I was given a dehydrated scoby as a present, and its currently rehydrating (30 day process...)

Does anyone know of a reputable source for a science-backed fermentation guide to kombucha? looking for something on a similar level to the hundreds of home brewing books and manuals out there. optimum temps, effects of cold crashing, temperature rests (if thats even a thing with)

I was considering leaving it as something I didn't have to think about or research (a nice contrast to brewing), but the perfectionist in me is crying out.


----------



## hand2earth (21/4/16)

You might be interested in Kombucha Rediscovered by Klaus Kaufmann.


----------



## Airgead (21/4/16)

Sandor Katz had a section on kombucha in his art of fermentation. He does get a bit hippy trippy but also covers some of the science.


----------



## JB (21/4/16)

Hi mate, keep it simple - well compared to fermenting beer anyway. 

I do a continuous fermentation, so I have a 6lt glass jug with plastic spigot, covered by a tea towel and we draw off a glass per morning (usually still a little bit sweet, but still good) & also bottle into swing top bottles when the kombucha hits the sourness we like. I usually blend up raspberries & add this into the bottles too, helps carb. I add the sugar tea top up when it needs it, usually when it gets to 25% left.

I have no temp control, it sits in the corner of the kitchen & ferments fast when it's hot & slower when it's cold.

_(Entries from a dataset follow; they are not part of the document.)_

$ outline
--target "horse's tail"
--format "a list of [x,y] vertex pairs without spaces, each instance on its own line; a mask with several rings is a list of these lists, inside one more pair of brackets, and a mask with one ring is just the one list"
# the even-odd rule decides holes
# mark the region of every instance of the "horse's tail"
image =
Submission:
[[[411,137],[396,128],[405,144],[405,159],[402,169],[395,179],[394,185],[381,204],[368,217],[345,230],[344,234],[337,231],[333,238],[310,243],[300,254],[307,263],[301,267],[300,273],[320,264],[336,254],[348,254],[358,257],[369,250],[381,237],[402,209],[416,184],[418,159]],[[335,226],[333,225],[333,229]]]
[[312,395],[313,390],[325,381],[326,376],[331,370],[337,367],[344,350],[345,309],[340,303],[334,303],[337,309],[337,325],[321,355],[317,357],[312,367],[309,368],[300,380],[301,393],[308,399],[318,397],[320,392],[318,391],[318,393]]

I've only last week cut up the scoby as it had grown super thick.

In saying all that, if you do stumble across any nice detailed info, please share ☺


----------



## dannymars (21/4/16)

I usually don't fuss over kombucha... I just ferment it in a 4 litre jar, after only 1 week I bottle, once it's bottled I make another batch of sweet tea and drop a scoby into it.

I bottle, coz I like if fizzy, but you don't have to as mentioned above....

I usually prime my bottles with fruit juice... 

I would take more interest in the finer points of the process if I thought I needed to. turns out great the way it is, so I don't feel there's any need really.


----------



## JB (21/4/16)

dannymars said:


> Keg 2 - Pacific Ale (kettle soured version)


 :icon_offtopic: How is your kettle soured Pacific Ale Danny?


----------